The voltage drop on the input rail sounds like a load transient for your upstream supply caused by the inrush current of the circuitry with a lot of capacitance. Due to the drop in input voltage, the TLV702 will go into dropout and may even experience reverse current if Vout should exceed Vin during this time. Additional input capacitance local to the TLV702 should reduce the input supply's voltage droop.

Very Respectfully,
Ryan

Hi Ryan,

Ryan Eslinger said:

From your description, you mention Vout is oscillating from 0 to 3.3 V when disabled. Is this the load or the LDO that is disabled? If the LDO is disabled, this implies that you have a leakage path onto the output from somewhere else in the application.

Our first thought was that this is leakage from other sources, but when we disconnect everything at LDO output, we can still see oscillation. From that we conclude, that this is LDO problem. This is LDO, that is disabled has some varying voltage on output and can not be disabled.

Ryan Eslinger said:

The voltage drop on the input rail sounds like a load transient for your upstream supply caused by the inrush current of the circuitry with a lot of capacitance. Due to the drop in input voltage, the TLV702 will go into dropout and may even experience reverse current if Vout should exceed Vin during this time. Additional input capacitance local to the TLV702 should reduce the input supply's voltage droop.

*We have solved the drop problem by limiting capacitor inrush/charge current. This also helped with LDO oscillation, LDO is not going into that mode anymore, but we are afraid, that this might still happen in application, when external power supply is not stable (in old vehicles). So we also lowered output capacitance to 1uF (as oscillations appear at ~11uF). *

Ryan Eslinger said:

In order for us to help debug, please provide a multichannel scopeshot showing Vin, Vout, Ven, and Iout. This will help us understand the relationship between the rails.

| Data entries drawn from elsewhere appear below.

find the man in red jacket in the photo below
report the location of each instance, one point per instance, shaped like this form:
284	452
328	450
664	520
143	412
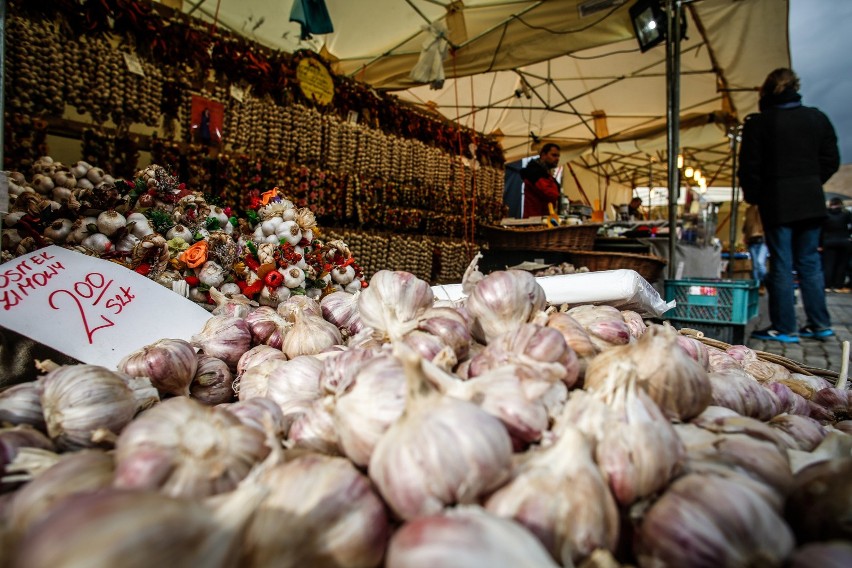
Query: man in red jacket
540	187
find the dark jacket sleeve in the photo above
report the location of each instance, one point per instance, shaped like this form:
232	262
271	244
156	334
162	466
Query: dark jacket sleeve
750	166
829	155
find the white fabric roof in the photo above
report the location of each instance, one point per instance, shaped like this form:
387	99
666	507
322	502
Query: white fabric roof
543	66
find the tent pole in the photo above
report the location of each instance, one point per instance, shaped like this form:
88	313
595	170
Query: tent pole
734	135
673	11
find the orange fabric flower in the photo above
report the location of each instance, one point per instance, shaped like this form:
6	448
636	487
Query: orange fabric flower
196	255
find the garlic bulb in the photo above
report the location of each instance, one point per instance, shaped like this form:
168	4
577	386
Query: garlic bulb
85	405
444	539
145	528
315	430
372	401
74	473
184	448
441	451
110	222
393	302
213	381
171	365
341	309
319	511
292	384
560	496
224	337
676	382
639	452
310	335
502	301
21	404
726	522
267	327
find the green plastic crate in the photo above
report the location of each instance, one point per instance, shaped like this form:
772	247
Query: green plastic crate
710	300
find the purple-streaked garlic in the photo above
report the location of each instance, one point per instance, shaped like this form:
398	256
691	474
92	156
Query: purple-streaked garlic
560	496
73	473
85	405
213	381
805	433
502	301
371	402
739	391
225	337
640	451
341	309
441	450
318	511
393	302
186	449
170	364
723	522
676	382
310	335
267	327
21	404
257	355
443	539
293	384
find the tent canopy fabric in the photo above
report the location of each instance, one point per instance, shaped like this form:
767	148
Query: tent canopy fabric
568	71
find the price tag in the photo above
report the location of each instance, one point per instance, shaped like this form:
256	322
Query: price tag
133	64
239	93
91	309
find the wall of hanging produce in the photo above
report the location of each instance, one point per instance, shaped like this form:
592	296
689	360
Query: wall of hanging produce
395	169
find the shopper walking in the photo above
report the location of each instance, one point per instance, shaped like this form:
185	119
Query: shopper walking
836	245
540	187
788	151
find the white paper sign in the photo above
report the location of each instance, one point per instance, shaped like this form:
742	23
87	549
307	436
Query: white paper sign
91	309
133	64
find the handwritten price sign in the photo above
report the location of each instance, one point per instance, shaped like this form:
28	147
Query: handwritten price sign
93	310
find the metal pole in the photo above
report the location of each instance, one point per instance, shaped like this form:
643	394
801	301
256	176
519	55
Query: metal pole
673	12
734	134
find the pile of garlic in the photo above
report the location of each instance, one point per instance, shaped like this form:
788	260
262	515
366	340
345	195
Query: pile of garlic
386	428
155	226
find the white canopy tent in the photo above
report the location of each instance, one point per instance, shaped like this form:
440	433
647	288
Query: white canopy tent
568	71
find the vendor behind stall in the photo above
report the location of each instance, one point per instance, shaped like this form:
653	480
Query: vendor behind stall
540	187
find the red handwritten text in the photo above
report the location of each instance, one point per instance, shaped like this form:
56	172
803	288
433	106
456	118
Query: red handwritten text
25	277
86	296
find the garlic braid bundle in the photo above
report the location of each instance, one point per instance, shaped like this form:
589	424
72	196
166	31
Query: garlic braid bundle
186	449
441	450
85	405
502	301
393	302
676	382
560	496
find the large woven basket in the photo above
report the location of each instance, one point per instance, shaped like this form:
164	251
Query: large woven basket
648	266
558	239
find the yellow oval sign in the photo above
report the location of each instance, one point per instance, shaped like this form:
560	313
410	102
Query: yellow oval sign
315	81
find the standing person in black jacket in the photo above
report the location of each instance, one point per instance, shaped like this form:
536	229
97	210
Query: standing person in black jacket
788	152
836	245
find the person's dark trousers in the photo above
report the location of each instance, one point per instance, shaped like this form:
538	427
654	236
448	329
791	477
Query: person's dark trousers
835	259
795	246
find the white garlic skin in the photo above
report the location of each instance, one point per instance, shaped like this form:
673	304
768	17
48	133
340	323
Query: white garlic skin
171	365
79	400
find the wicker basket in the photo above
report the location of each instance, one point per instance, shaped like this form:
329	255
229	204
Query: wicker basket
557	239
648	266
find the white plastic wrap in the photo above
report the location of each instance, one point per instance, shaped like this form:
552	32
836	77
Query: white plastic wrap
622	289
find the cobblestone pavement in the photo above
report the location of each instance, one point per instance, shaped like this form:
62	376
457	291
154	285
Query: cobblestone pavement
825	354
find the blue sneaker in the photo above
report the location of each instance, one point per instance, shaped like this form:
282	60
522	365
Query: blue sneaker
810	332
774	335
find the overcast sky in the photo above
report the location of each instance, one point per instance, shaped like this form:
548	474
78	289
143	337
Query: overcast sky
821	48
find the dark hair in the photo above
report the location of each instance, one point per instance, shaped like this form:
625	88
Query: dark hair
780	80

We can do such measurements, but i'm not sure how to measure output current. At attached picture is Vin (blue), Vout(yellow), InRushcurrent Enable(Orange) - (it's a bit spikey, because i was using a wire shorting it to ground) and LDO enable(green). After this moment LDO goes into oscillation and can not be disabled. Maybe this graph is enough? Output current can be measured, but we also saw this with no load at the output, so i doubt this would be of any assistance. After LDO is disabled, LDO still has voltage on output, but voltage is dependant upon load, we have seen higher voltages also, up to 3.7V.

Hi Bart,

I am glad to hear that you solved the voltage drop on Vin. The scopeshot you provided in your latest post confirms, that when the orange signal turns on, the inrush current on that rail is causing the shared input rail (blue) to drop. The LDO (yellow) is therefore forced into dropout until Vin rises again.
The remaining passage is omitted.